AABB: There was a session during the 2018 AABB Annual Meeting regarding the new donor severity grading tool developed by a sub-group of the AABB Donor Hemovigilance Working Group. Could you explain briefly what this project, Grading Severity of Blood Donor Adverse Events Tool, is all about?
Mary J. Townsend, MD: The AABB Donor Hemovigilance Working Group was very involved in establishing definitions of donor adverse events as a way to start talking about and measuring rates of such adverse events. The establishment of definitions of donor adverse events did not take place in a vacuum; we had international members on the task force, as well, to be sure that our definitions would translate to our global partners. Once the document was approved, it was modified by the International Society for Blood Transfusion (ISBT) and by the International Hemovigilance Network (IHN). Following adoption and publication of the definitions in 2014, many United States and international blood collection agencies began using these definitions to start gathering hemovigilance data. In addition, a validation study was performed to see how consistently these definitions were being used. Thirty test cases were evaluated, and the results of that validation study were recently published in Transfusion. One thing we learned from the validation exercise was that while the use of the adverse event definitions was fairly consistent, the assignment of severity of reactions was not, likely because of the subjective nature of severity.
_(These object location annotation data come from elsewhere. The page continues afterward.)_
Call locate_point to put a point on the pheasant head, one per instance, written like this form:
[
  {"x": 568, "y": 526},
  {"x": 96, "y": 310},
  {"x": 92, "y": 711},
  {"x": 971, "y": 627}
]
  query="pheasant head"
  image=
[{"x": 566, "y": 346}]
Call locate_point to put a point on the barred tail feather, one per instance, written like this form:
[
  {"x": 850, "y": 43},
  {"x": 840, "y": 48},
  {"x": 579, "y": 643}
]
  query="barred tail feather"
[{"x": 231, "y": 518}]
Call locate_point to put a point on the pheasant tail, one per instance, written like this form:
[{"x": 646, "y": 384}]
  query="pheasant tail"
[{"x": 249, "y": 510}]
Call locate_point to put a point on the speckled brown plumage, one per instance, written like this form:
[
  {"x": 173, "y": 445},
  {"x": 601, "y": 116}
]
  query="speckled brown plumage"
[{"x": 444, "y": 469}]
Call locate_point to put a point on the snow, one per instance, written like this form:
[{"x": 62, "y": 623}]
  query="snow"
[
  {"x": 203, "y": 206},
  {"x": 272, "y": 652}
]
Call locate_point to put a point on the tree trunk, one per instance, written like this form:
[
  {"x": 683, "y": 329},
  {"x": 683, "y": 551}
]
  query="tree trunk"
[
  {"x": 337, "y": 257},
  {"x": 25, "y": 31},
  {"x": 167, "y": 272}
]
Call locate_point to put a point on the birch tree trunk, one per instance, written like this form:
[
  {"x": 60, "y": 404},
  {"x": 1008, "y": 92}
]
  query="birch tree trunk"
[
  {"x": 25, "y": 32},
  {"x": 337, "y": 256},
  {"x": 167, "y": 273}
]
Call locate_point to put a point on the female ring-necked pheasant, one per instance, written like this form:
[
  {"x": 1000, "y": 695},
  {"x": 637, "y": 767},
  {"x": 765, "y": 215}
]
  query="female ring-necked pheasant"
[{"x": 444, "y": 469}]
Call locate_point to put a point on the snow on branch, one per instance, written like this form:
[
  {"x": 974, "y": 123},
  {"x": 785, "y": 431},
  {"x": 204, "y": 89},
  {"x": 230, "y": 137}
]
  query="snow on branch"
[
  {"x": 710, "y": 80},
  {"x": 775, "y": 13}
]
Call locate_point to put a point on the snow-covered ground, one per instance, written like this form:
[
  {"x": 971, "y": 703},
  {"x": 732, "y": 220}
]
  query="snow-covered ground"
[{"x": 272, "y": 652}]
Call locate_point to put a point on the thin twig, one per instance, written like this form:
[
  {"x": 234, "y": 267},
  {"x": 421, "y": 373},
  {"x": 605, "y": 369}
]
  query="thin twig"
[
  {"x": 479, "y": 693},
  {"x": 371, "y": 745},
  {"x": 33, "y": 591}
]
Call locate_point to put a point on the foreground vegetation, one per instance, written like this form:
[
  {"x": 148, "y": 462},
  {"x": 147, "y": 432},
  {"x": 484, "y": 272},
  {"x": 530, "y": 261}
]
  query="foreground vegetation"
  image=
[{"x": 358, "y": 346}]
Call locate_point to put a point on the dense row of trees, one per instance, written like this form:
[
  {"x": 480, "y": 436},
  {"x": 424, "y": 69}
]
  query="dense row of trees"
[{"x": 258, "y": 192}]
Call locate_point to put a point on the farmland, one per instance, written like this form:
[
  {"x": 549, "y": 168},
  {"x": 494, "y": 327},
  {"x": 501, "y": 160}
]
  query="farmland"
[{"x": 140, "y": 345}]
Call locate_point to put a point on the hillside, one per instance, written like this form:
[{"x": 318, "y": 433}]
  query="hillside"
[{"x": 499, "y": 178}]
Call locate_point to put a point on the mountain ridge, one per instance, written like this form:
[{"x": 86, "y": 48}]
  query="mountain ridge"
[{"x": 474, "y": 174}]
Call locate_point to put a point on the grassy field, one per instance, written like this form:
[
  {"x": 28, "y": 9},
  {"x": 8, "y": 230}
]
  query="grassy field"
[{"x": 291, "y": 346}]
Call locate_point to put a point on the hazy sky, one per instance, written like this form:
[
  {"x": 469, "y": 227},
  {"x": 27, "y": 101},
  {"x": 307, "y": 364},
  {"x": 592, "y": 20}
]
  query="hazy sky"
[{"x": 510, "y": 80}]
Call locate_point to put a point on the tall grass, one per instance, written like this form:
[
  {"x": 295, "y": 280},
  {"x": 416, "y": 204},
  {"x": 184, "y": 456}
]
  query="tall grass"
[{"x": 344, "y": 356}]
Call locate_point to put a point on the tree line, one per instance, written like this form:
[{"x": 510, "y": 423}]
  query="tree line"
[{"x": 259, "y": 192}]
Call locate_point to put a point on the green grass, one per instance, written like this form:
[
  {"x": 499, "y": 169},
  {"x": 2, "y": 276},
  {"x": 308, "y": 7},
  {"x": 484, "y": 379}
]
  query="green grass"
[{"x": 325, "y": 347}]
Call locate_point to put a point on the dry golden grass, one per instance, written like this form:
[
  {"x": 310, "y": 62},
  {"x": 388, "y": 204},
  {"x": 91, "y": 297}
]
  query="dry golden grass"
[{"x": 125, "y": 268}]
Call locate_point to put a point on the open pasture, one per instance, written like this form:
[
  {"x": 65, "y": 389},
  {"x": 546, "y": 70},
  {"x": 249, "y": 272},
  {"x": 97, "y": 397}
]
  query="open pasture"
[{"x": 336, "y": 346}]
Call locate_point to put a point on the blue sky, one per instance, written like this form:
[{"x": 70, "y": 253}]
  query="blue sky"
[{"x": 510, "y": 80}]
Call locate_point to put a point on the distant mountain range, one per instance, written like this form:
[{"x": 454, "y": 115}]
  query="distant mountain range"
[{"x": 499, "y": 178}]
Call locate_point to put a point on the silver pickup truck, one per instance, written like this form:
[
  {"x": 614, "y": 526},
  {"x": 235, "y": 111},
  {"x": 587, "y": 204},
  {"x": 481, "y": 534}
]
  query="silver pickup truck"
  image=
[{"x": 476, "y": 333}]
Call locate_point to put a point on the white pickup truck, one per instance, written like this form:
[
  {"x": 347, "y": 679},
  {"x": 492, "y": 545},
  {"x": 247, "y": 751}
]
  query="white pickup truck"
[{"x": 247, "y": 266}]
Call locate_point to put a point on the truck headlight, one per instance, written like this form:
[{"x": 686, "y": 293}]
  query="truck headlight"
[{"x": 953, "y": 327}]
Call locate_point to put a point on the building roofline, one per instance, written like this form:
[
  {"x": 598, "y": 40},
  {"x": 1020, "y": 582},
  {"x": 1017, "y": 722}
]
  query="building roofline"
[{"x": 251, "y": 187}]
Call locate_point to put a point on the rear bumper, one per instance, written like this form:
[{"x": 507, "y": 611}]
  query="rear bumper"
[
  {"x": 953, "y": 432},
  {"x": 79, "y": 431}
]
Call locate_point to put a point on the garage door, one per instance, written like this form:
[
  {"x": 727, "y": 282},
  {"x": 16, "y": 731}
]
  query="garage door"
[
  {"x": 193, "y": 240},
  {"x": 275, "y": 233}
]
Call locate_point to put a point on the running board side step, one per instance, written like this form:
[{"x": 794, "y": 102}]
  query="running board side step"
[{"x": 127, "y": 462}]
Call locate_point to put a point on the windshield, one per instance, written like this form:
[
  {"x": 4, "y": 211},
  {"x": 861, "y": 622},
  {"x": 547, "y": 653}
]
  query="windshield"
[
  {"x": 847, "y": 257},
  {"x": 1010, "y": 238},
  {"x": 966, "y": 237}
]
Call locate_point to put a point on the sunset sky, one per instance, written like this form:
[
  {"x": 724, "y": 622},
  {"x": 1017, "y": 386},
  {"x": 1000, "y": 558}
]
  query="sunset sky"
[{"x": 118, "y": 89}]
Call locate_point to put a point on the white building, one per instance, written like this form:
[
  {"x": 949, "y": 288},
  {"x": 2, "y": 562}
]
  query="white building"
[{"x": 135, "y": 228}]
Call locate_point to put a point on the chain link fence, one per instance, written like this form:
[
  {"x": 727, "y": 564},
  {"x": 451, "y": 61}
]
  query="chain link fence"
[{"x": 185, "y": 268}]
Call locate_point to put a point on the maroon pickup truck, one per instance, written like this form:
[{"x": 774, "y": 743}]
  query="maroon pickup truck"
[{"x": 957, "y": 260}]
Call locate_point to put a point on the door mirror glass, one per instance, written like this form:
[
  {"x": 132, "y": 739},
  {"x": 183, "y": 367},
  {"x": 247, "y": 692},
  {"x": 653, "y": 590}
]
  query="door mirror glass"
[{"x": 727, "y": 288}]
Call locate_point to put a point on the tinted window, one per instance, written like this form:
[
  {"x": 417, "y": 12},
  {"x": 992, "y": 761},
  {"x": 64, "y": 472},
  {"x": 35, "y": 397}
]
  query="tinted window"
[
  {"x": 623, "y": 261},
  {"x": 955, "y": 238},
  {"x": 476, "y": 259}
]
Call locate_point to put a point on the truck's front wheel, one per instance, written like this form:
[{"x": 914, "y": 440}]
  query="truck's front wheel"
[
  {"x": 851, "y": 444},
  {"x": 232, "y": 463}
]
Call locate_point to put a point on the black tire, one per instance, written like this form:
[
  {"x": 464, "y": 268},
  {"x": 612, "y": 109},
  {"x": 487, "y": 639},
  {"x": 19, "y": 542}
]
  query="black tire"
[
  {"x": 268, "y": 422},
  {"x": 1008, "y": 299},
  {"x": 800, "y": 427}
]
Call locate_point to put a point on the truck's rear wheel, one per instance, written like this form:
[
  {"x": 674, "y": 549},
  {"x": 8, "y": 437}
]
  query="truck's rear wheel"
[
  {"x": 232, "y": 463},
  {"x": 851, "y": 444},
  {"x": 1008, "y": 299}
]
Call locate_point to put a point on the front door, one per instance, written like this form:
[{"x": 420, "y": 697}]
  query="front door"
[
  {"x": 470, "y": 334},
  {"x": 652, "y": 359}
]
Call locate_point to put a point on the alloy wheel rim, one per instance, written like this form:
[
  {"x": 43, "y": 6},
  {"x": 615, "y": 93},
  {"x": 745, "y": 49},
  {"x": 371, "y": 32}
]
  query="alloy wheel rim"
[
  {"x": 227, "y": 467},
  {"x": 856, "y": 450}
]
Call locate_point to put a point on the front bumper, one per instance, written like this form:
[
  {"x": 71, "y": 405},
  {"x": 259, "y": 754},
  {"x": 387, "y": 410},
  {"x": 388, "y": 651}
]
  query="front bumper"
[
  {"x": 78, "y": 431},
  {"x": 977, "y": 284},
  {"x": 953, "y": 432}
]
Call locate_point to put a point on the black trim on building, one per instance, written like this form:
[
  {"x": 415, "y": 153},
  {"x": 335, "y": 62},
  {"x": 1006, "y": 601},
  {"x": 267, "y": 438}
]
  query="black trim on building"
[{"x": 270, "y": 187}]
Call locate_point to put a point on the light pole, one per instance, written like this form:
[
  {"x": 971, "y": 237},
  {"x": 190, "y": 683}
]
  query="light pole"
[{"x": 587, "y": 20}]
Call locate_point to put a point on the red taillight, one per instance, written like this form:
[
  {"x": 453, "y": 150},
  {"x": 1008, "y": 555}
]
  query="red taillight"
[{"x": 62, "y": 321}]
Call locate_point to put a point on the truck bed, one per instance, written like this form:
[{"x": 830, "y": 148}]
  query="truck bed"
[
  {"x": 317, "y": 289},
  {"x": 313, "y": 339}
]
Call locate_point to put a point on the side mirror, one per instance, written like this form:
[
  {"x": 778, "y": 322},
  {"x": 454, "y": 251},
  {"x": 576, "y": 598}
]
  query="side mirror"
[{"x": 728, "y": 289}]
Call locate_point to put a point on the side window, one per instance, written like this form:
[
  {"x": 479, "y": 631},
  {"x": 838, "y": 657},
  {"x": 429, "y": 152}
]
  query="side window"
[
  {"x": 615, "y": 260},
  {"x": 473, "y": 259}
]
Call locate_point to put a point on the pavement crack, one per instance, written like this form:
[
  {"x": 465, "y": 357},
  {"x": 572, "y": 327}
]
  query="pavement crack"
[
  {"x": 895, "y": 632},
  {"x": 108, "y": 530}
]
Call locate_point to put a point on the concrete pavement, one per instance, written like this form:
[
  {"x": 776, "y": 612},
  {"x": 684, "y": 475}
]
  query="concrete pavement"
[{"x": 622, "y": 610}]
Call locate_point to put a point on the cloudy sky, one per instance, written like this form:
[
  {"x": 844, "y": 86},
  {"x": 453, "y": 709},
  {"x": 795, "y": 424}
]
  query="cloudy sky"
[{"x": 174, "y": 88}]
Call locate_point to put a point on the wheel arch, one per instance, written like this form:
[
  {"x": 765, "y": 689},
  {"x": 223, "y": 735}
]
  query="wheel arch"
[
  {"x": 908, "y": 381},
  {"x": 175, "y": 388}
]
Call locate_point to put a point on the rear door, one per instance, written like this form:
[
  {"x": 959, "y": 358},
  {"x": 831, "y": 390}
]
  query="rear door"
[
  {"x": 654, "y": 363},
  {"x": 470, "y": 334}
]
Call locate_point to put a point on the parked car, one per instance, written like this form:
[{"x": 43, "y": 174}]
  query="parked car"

We saw a need to go a step further and develop severity definitions, and, hence, the work of this group began in January of 2018.
What was the impetus for this project? 
As I just discussed, it was obvious from our validation study that we needed specific definitions to use in assigning severity to cases. In addition, because the assignment of severity is subjective, we needed a more objective way to make such assignments. Finally, there is a practical consideration that is also a legal issue. Using commonly used terms such as mild, moderate and severe could lead to legal action against a blood collector if a donor had an adverse event that was considered “severe.” Our approach called, instead, on a standard set of severity grading definitions that are used for many medical adverse events, such as reactions to medications, adverse outcomes of surgery and other medical procedures and conditions. A great example is the Common Terminology Criteria for Adverse Events, version 5.0, published by the U.S. Dept of Health and Human Services and the National Institutes of Health’s National Cancer Institute in November 2017. 
What was some of the feedback that you have received to date, both during the 2018 AABB Annual Meeting and from international experts?
So far, we have received much positive feedback from our session at the AABB Annual Meeting, where we allowed participants to actually use the Severity Assignment Tool to designate severity in a number of test cases presented in the session. In addition, the Severity Assignment Tool has been sent to members of the international community through presentations at the ISBT and the IHN. In addition to some positive feedback, we have received some great recommendations for how to make the tool more user-friendly.
How are you incorporating all the feedback?
We have taken the feedback and recommendations back to the Working Group to modify some of the definitions and to clarify use of the Tool. As soon as we complete our validation testing phase, we will also incorporate appropriate changes into the tool.
What are your next steps for this project?
More than 30 test cases have been prepared from real world cases of donor adverse events. These were initially tested using our core group at the AABB Donor Hemovigilance Working Group, and modifications were made to the test cases to clarify them. These cases will be posted on the AABB website, and we will be asking any interested AABB members to complete severity assignments to the cases online. This should be easy for members to do. At the same time, we will publish the link for global members and members of the ISBT and the IHN, asking them to do the same. We are also planning on sending an email invitation to eligible AABB members. The study will be conducted through Feb. 28, 2019. 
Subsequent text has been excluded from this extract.